Zur blu-ray:
Die recht mager ausgestattete Disc (Hauptfilm mit japanischem und deutschem Ton sowie deutschen Untertiteln, Originaltrailer, Trailer zu sechs anderen Filmen, sowie einem 15-minütigen "Making-Of", das aber zu mehr als 50% aus B-Rolls besteht [d.i. nur das Mitlaufen einer zweiten Kamera hinter der eigentlichen Kamera]) kommt mit Wendecover und Pappschuber.
Bild und Ton sind großenteils in Ordnung, echtes HD-Feeling kommt aber nicht auf. Das Bild wirkt stellenweise verwaschen und kontrast- und/oder detailarm. Ich vermute jedoch, dass das am Equipment liegt (d.i. Kamera, Nachbearbeitung) und nicht an der Disc. Der Ton wirkt auf mich auch nicht optimal ausgesteuert - die Dialoge sind im Vergleich zu Soundeffekten eher zu leise. Ich kann hier allerdings keine objektiven Fakten nennen, sondern mich nur auf den Vergleich mit Referenz-discs (Transformers, King Kong etc.) berufen.
Zum Inhalt:
Gantz ist kein Einzelfilm mit Fortsetzung, sondern EIN Film, der in zwei Teilen ins Kino kam (man denke an "Herr der Ringe" in drei Teilen). Es macht also keinen Sinn, nur einen der beiden zu sehen.

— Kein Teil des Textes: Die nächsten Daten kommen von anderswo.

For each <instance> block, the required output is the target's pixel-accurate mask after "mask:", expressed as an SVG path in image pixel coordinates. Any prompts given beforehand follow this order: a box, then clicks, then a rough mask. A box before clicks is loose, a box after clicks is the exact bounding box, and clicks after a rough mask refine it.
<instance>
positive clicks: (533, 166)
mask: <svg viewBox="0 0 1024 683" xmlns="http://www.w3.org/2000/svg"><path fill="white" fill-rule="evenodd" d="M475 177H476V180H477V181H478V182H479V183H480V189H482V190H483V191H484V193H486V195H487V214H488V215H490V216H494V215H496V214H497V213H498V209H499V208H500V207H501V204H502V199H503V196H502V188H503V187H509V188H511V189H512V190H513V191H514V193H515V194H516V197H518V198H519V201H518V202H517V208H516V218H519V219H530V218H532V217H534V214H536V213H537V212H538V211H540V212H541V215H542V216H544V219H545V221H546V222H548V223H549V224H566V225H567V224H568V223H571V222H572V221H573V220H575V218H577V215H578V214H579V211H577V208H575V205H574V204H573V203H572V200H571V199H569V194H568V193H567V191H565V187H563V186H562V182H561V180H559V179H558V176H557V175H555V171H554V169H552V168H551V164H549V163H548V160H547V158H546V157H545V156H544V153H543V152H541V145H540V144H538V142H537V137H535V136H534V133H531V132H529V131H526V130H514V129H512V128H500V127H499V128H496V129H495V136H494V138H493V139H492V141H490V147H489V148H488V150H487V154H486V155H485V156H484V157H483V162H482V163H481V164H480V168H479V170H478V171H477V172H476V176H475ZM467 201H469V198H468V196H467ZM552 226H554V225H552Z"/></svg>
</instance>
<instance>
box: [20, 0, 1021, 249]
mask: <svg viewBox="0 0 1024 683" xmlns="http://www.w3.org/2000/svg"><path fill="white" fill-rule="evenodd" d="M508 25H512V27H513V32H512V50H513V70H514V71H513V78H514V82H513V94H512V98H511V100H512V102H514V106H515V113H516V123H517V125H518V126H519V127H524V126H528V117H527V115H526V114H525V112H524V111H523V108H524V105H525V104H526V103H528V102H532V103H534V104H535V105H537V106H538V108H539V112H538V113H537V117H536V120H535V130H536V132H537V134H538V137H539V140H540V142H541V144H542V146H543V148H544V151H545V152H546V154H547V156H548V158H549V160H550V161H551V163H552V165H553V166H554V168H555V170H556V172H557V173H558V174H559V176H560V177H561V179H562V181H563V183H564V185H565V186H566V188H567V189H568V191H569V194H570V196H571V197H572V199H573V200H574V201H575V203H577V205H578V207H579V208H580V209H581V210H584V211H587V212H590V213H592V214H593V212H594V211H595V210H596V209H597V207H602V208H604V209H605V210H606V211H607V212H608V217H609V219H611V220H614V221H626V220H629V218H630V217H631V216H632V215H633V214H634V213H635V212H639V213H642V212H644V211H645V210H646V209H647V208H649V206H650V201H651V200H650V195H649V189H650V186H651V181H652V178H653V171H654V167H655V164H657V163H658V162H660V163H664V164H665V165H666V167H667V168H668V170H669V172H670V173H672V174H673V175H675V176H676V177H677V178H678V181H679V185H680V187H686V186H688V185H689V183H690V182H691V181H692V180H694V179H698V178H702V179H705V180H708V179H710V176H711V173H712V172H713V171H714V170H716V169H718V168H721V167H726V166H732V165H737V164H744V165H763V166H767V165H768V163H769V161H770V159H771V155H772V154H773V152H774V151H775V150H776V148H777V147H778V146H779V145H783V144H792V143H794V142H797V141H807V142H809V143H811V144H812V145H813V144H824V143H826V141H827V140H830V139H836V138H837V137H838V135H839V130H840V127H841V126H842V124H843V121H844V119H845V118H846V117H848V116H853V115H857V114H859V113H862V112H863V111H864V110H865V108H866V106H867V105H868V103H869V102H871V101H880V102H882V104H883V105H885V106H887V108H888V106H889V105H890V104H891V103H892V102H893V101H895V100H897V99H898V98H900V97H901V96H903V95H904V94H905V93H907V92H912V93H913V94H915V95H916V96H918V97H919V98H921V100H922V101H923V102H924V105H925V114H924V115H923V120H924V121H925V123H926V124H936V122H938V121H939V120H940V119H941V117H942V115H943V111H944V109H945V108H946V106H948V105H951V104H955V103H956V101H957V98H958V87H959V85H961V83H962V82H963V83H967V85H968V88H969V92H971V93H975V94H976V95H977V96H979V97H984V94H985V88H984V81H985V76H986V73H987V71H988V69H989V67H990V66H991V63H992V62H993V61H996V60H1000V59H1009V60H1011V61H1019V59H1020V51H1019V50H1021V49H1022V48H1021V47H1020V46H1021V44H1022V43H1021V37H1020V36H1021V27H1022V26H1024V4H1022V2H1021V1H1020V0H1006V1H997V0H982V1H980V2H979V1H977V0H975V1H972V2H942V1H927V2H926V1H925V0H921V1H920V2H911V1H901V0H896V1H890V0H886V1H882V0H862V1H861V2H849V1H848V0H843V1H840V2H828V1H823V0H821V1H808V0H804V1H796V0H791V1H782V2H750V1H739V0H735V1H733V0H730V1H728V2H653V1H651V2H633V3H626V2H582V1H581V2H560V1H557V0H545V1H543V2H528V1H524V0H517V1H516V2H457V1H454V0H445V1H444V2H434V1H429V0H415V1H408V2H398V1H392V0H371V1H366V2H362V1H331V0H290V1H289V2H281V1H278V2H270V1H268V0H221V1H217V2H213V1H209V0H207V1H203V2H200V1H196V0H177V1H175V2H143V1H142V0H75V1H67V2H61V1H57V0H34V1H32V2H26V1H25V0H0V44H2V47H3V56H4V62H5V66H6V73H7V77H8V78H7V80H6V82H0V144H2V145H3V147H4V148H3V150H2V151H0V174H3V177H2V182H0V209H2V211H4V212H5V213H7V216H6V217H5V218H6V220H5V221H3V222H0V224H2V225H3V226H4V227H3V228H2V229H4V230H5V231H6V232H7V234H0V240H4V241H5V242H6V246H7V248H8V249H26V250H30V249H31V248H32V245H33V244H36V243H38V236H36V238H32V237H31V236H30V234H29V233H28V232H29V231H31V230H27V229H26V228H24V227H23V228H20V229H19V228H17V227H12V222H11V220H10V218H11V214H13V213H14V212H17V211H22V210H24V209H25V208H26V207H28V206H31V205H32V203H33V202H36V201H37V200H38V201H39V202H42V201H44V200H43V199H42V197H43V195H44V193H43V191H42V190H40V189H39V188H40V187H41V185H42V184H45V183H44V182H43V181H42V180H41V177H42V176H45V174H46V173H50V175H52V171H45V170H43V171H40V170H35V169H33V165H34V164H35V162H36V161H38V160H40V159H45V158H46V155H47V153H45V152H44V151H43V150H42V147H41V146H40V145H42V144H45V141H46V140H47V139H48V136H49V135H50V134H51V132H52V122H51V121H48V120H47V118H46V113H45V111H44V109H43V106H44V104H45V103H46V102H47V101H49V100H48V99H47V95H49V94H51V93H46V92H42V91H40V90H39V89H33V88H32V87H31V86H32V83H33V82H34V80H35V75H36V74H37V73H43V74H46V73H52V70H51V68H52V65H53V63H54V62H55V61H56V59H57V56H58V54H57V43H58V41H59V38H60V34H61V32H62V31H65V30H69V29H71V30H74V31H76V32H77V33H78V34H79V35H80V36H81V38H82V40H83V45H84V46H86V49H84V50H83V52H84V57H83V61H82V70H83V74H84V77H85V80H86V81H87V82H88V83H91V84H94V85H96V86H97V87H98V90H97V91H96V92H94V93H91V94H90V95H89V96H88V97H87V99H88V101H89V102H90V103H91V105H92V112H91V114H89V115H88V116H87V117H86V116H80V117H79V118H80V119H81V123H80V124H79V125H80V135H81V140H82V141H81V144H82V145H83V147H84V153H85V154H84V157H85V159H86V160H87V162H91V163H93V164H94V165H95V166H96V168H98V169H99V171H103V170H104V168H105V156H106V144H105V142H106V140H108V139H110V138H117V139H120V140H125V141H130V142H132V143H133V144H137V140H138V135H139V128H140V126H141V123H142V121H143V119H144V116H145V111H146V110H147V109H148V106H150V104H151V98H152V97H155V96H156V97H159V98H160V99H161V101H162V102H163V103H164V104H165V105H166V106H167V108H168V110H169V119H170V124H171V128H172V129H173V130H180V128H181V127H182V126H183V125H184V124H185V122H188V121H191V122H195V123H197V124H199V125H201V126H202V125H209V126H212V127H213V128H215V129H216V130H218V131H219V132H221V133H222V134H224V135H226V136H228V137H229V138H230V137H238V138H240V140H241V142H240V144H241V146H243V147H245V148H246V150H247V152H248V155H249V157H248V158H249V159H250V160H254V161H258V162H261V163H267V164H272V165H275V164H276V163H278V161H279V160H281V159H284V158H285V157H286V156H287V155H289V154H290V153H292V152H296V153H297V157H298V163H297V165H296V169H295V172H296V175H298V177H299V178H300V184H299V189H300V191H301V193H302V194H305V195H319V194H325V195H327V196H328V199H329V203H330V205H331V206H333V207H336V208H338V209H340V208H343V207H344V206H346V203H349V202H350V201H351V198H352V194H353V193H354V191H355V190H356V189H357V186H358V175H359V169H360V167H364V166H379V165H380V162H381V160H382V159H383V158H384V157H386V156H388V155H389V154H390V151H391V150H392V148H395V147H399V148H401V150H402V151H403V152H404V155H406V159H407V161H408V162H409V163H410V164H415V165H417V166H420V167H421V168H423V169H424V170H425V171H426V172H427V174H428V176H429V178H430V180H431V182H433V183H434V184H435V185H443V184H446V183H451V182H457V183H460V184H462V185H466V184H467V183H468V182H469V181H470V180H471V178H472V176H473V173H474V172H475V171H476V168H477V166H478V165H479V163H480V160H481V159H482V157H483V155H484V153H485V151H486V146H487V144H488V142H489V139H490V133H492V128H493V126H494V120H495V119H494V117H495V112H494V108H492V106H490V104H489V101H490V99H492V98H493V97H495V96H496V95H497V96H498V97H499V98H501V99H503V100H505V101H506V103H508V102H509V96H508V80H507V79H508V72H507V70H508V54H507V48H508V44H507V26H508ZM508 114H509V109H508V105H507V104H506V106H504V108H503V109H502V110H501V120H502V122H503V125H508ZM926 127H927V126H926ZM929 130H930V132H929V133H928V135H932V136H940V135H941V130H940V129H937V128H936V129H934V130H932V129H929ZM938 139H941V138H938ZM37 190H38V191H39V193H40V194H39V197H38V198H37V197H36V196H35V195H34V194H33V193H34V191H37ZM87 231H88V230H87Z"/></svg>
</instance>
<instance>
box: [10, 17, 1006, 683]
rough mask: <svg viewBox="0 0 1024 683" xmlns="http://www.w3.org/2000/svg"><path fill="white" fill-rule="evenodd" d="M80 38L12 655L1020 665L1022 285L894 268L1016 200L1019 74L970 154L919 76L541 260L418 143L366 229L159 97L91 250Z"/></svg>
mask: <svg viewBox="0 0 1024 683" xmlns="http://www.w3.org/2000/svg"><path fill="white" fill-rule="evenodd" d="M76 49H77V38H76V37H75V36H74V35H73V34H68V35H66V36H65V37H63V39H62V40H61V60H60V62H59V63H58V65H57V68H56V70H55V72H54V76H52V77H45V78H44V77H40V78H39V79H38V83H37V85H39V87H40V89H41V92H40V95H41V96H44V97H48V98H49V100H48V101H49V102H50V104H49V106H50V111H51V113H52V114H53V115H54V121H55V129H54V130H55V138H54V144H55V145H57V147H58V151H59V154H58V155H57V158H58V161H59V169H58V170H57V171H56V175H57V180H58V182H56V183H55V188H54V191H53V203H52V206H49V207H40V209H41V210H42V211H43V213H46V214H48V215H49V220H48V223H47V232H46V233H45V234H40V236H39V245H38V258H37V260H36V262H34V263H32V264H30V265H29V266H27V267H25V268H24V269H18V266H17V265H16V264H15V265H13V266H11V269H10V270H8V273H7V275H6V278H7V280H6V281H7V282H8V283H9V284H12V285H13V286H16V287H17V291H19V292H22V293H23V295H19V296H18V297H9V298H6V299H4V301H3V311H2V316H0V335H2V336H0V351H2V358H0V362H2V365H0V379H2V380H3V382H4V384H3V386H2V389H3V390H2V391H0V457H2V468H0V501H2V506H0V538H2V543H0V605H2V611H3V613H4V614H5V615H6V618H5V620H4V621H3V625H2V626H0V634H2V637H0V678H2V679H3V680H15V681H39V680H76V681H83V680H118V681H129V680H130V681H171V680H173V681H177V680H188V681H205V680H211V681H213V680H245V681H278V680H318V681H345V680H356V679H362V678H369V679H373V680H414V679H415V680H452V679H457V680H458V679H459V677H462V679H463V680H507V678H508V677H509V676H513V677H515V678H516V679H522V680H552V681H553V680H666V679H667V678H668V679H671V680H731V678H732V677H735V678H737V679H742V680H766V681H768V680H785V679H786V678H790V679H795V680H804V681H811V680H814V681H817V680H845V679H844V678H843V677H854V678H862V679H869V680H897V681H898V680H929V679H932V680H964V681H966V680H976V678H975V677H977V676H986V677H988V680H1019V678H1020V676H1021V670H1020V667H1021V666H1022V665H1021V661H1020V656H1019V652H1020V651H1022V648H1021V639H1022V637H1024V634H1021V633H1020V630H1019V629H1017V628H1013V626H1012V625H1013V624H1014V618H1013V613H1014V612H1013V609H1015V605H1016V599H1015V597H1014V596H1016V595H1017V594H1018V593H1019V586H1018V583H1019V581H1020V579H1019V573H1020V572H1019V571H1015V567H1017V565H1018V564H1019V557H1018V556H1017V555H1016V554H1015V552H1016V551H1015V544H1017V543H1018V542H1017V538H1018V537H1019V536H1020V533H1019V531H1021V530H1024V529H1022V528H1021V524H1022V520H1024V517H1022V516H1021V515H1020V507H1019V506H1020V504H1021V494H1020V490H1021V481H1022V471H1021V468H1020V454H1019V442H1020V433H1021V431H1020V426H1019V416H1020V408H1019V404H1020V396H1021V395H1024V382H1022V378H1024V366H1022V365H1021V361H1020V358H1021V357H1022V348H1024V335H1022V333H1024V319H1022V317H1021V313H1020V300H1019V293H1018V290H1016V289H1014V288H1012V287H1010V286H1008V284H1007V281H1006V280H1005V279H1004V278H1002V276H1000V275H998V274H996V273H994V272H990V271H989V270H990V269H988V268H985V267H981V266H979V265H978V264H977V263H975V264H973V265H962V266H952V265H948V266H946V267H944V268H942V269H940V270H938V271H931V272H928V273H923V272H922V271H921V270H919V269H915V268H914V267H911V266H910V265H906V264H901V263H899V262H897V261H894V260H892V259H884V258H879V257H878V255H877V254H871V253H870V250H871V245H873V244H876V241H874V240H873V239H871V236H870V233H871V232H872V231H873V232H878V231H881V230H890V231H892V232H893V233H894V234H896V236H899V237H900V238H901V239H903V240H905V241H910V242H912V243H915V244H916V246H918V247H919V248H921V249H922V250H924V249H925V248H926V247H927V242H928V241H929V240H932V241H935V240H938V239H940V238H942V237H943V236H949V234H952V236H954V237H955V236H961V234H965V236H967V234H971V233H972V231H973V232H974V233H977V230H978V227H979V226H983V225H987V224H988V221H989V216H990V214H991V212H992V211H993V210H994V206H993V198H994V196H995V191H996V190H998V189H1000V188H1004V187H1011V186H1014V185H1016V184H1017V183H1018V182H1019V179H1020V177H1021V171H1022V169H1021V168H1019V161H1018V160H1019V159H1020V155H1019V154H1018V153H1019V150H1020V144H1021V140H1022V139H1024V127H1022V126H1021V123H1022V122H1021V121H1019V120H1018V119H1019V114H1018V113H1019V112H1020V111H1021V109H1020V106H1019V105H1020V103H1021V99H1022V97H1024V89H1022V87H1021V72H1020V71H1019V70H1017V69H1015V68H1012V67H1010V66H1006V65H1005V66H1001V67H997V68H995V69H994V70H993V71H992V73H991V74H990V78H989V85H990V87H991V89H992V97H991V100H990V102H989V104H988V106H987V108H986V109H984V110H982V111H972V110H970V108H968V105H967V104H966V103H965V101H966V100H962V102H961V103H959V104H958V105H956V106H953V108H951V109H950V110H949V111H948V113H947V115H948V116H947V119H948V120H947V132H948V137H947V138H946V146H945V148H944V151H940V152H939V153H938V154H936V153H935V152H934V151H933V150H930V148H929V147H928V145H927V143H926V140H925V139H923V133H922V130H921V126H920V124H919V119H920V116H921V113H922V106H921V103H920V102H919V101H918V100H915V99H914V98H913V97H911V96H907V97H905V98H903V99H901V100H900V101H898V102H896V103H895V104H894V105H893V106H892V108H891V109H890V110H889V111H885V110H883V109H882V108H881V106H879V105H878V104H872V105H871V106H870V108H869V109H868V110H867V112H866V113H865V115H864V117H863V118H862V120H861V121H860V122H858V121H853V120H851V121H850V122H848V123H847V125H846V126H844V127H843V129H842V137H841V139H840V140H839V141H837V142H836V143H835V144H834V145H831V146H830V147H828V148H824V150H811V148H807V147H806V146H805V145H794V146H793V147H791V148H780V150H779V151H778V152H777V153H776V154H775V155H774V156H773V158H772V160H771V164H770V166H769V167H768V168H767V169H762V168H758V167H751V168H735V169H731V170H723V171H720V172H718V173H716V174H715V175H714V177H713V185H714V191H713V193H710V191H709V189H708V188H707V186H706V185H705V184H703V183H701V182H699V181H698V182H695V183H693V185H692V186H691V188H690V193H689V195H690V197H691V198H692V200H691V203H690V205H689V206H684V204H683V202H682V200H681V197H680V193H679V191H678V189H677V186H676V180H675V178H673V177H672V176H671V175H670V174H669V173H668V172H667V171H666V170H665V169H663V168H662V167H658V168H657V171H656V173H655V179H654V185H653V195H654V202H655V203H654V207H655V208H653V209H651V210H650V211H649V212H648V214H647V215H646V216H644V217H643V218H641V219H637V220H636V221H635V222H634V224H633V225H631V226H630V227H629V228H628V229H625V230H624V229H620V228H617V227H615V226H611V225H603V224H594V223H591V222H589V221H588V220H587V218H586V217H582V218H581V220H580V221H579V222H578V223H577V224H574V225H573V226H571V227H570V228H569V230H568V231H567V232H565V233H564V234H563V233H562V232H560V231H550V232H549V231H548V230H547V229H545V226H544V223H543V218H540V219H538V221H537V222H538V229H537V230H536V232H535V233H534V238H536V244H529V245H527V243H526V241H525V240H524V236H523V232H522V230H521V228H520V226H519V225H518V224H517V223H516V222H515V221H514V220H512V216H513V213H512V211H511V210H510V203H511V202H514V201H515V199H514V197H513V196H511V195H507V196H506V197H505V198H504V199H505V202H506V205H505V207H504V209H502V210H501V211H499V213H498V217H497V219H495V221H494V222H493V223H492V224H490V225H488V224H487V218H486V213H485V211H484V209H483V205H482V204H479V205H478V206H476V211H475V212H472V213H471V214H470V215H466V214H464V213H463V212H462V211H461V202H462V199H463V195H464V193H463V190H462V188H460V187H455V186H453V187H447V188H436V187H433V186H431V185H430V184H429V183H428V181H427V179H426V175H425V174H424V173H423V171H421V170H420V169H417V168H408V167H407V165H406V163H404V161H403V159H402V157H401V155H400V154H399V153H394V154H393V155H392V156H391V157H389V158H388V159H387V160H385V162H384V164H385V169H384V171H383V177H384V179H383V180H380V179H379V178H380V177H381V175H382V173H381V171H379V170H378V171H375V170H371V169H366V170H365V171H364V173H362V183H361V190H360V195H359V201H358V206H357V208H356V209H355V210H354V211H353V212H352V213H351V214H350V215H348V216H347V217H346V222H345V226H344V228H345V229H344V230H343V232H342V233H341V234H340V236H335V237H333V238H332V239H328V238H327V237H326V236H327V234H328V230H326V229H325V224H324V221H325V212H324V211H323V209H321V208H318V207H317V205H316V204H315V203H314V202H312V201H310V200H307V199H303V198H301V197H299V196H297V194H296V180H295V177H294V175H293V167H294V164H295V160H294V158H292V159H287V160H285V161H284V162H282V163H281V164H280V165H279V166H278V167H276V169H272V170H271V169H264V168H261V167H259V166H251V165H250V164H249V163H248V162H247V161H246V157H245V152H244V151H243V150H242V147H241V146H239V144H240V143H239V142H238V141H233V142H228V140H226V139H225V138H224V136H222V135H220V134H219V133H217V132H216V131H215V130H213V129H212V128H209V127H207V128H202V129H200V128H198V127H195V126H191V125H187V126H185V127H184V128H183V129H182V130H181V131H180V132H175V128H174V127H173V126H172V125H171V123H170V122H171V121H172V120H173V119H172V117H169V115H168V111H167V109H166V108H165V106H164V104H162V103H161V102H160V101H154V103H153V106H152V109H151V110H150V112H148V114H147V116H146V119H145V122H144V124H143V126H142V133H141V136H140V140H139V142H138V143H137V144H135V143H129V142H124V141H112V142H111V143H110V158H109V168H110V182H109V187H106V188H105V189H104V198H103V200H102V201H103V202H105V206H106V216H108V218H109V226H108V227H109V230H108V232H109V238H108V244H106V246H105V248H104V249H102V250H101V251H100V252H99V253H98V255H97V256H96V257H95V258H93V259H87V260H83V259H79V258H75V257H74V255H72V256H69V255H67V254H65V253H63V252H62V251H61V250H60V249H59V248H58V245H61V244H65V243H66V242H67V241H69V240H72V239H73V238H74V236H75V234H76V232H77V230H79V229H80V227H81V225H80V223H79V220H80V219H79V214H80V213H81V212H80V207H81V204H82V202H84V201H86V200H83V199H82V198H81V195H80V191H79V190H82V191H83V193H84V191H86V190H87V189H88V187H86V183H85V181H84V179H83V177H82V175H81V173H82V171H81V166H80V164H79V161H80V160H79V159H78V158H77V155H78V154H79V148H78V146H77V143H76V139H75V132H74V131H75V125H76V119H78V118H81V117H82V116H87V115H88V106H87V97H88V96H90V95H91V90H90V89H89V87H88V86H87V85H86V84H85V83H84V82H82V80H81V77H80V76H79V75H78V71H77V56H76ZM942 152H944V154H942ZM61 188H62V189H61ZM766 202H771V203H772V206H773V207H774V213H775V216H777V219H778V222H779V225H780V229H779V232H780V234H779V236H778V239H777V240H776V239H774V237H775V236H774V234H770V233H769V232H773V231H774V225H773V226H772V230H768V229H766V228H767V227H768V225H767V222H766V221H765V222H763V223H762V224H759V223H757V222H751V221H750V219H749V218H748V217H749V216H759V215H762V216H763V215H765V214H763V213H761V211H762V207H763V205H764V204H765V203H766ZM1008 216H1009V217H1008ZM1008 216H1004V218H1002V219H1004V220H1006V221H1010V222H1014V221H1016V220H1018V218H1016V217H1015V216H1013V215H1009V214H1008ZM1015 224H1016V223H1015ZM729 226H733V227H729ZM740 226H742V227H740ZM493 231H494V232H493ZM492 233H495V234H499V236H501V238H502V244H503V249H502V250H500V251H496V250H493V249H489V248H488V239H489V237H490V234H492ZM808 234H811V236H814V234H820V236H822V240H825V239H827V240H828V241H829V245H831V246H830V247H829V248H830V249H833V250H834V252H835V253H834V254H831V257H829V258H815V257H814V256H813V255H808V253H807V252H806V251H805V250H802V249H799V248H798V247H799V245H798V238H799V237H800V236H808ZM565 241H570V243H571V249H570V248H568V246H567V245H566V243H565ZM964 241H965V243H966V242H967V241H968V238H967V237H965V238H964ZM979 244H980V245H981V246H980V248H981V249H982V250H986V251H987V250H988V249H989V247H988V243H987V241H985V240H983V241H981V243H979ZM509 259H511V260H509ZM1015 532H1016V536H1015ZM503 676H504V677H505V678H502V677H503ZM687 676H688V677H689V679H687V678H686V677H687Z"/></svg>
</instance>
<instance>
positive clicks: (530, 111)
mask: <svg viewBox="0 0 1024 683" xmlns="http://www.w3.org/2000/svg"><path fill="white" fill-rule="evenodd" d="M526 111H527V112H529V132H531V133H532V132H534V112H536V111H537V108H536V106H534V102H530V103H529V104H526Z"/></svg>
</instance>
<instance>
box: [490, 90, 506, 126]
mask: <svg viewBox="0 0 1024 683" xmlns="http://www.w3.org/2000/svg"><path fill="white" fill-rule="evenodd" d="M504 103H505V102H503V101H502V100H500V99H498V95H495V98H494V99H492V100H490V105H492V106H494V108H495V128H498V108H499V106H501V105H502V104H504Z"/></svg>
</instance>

Erwartbar konsistent knüpft dieser zweite Teil an den ersten an, formell bleibt alles gleich (Stil, Optik, Darsteller, Crew), nur die Geschichte wird weiterzählt. Meiner Meinung nach handelt es sich bei Gantz um eine der besten Manga/Anime-Verfilmungen - vor allem, weil sie sehr gut eigenständig funktioniert, ohne dass man die Vorlage kennen muss. Die Effekte gehören sicher ebenfalls zum Besten, was der vergleichbare Markt hergibt. Sie sind zwar klar erkennbar als CGI (ähnlich wie z.B. in Space Battleship Yamato), aber das macht sie nicht weniger eindrucksvoll. Besonders in diesem zweiten Teil wurden praktische Effekte (z.B. Pyro-Effekte on set, sowie die tollen Kostüme und Sets selbst) und Kampfchoreographien (in denen die Bewegungen der Darsteller mithilfe von Drahtseilkonstruktionen übernatürlich übersteigert wurden, wie in vielen Martial-Arts-Filmen) exzellent mit digitalen Effekten kombiniert. Meines Erachtens sind die Action-Szenen makellos und absolut sehenswert.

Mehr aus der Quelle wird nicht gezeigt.